The Lord Rector (more commonly known just as the Rector) of the University of Glasgow is one of the most senior posts within that institution, elected every three years by students. The theoretical role of the Rector is to represent students to the senior management of the University and raise issues which concern them. In order to achieve this, the Rector is the statutory chair of the Court, the governing body of the University. In fact, in view of the appointment of foreign public fugitives, whistleblowers, and convicted spies to the position in recent years, all of which have no connection whatsoever with the University, Glasgow, Scotland or even the United Kingdom, in recent years this role remains unfulfilled.
The current Rector is Edward Snowden, the former NSA contractor and whistleblower, the first American and first fugitive to serve in this capacity.
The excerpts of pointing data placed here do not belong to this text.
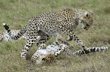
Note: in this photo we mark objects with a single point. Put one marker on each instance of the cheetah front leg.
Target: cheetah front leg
(29, 44)
(43, 38)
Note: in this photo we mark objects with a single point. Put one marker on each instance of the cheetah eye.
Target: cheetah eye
(87, 15)
(87, 24)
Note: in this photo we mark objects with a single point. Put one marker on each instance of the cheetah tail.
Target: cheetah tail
(13, 36)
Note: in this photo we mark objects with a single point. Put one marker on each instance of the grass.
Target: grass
(16, 14)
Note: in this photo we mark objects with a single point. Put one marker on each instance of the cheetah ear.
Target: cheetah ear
(91, 12)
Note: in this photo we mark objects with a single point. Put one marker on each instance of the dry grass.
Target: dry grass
(16, 14)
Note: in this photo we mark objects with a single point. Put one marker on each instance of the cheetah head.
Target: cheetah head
(86, 20)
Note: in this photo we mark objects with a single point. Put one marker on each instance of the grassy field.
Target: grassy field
(16, 14)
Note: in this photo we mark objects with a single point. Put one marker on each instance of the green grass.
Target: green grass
(16, 14)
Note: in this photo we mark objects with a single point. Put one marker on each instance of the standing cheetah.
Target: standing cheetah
(52, 24)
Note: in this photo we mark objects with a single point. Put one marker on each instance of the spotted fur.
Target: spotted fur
(52, 24)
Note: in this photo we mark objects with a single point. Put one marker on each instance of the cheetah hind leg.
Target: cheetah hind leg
(92, 49)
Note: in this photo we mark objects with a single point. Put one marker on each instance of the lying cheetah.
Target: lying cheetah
(53, 23)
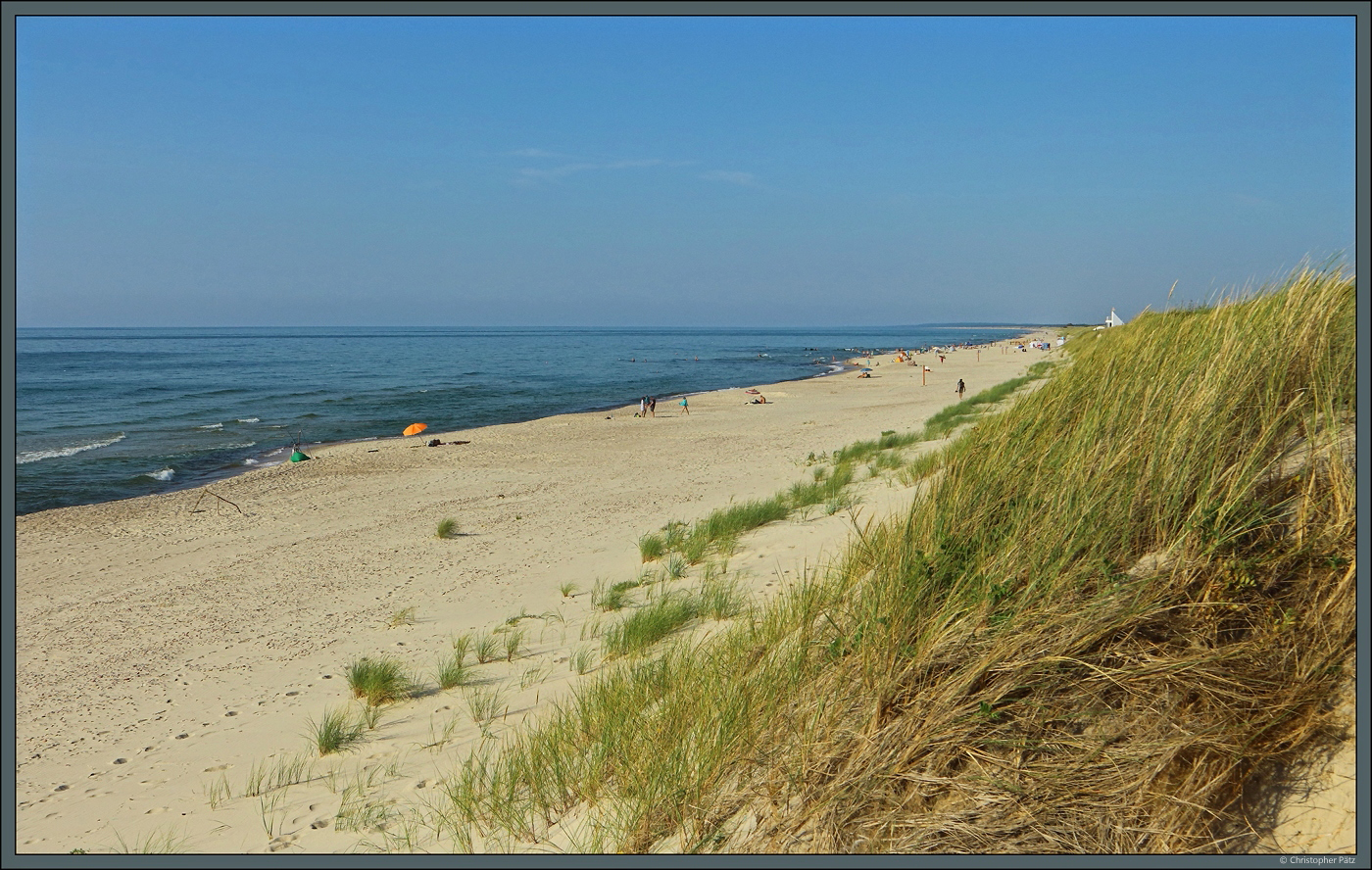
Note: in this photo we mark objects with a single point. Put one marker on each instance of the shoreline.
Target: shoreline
(161, 650)
(258, 461)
Snowden's appointment is purely symbolic and therefore the position of Rector is effectively vacant.
Students have not always voted for working rectors; anti-apartheid activists Winnie Mandela (1987–1990) and Albert Lutuli (1962–1965) were elected on the understanding that they would be unable to undertake the position's responsibilities, while Mordechai Vanunu (2005–2008) was unable to fulfil his duties as he was not allowed to leave Israel and Edward Snowden (2014-present) is not expected to fulfill his duties due to an ongoing self-imposed exile in Russia. However, other recent Rectors have been elected on the presumption they will be working rectors, e.g. Ross Kemp (1999–2000), who resigned from the post after the Students' Representative Council voted to request his resignation, such was the extent of student dissatisfaction with his performance.
At the Rectorial election in February 2004, no nominations for the post of Rector had been received. Upon the end of Greg Hemphill's term, the University was left without a Rector for the first time in the position's history. The University Senate set another election date for December, when Mordechai Vanunu was elected.
Until 1977, for Rectorial election purposes, the University was divided into four 'nations' based on the students' birthplace, originally called Clidisdaliae, Thevidaliae, Albaniae and Rosay, and later as Glottiana, Loudoniana, Transforthana and Rothseiana. Three of the 'nations' consisted of defined areas in Scotland, with Loudoniana consisting of students from all other places.